Some of the cost control levers used by companies such as in travel, sub-contracting, consultancy and marketing have been common across the IT services industry during the quarter. But despite the cost control measures, the company’s consolidated net profit for the quarter declined 7.5 per cent quarter-on-quarter to ₹2,925 crore.
Revenue visibility
In rupee terms, HCL Tech’s posted a 4 per cent fall in revenues to ₹17,842 crore. Some of the impact on revenues was cushioned by the depreciating rupee.
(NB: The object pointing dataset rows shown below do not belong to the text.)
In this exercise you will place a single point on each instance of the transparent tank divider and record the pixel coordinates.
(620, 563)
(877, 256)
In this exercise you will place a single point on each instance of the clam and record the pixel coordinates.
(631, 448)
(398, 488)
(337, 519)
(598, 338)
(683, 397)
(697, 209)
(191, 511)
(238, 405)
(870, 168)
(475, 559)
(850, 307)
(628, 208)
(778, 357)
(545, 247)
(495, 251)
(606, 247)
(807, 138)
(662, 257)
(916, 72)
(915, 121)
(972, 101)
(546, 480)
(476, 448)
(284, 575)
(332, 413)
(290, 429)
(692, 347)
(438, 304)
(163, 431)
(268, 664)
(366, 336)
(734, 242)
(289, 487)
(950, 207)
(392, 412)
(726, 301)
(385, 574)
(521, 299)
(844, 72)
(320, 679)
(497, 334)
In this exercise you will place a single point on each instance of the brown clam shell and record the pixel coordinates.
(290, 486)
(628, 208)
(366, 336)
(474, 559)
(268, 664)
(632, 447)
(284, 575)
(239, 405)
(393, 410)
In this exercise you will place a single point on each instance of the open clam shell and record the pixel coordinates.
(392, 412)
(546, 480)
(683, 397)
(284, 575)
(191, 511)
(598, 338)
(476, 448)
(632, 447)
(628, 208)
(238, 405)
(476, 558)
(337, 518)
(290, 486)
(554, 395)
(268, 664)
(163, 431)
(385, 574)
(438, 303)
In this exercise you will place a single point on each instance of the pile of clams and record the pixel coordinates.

The revenue visibility over the next three quarters of the financial year has increased, and as a result, the company has restarted revenue guidance. The management guided for a 1.5-2.5 per cent sequential growth in the three remaining quarters of financial year 2020-21. It also guided for a 19.5- 20.5 per cent EBIT margin for 2020-21.
The growth in revenues for 2020-21 in dollar terms are expected to be in the range of 0 per cent growth-2.5 per cent fall. This means the aspiration $10 billion revenue, which the company wanted to scale in 2019-20, may have to be delayed.
Performance across verticals
Two verticals — manufacturing and telecom, media, publishing and entertainment — were the worst hit during the quarter. While the former saw revenues fall by nearly 19 per cent q-o-q, the latter saw revenues fall by nearly 16 per cent q-o-q.
The third-worst affected vertical was retail and CPG. This is due to lesser consumption expenditure by retail consumers and also bankruptcies of retail players in the US. This in turn is having an impact on IT spends by retailers.
Another common theme across the industry is rise in revenues from life sciences and healthcare verticals. HCL Tech also saw revenues from this vertical rise nearly 2 per cent during the quarter.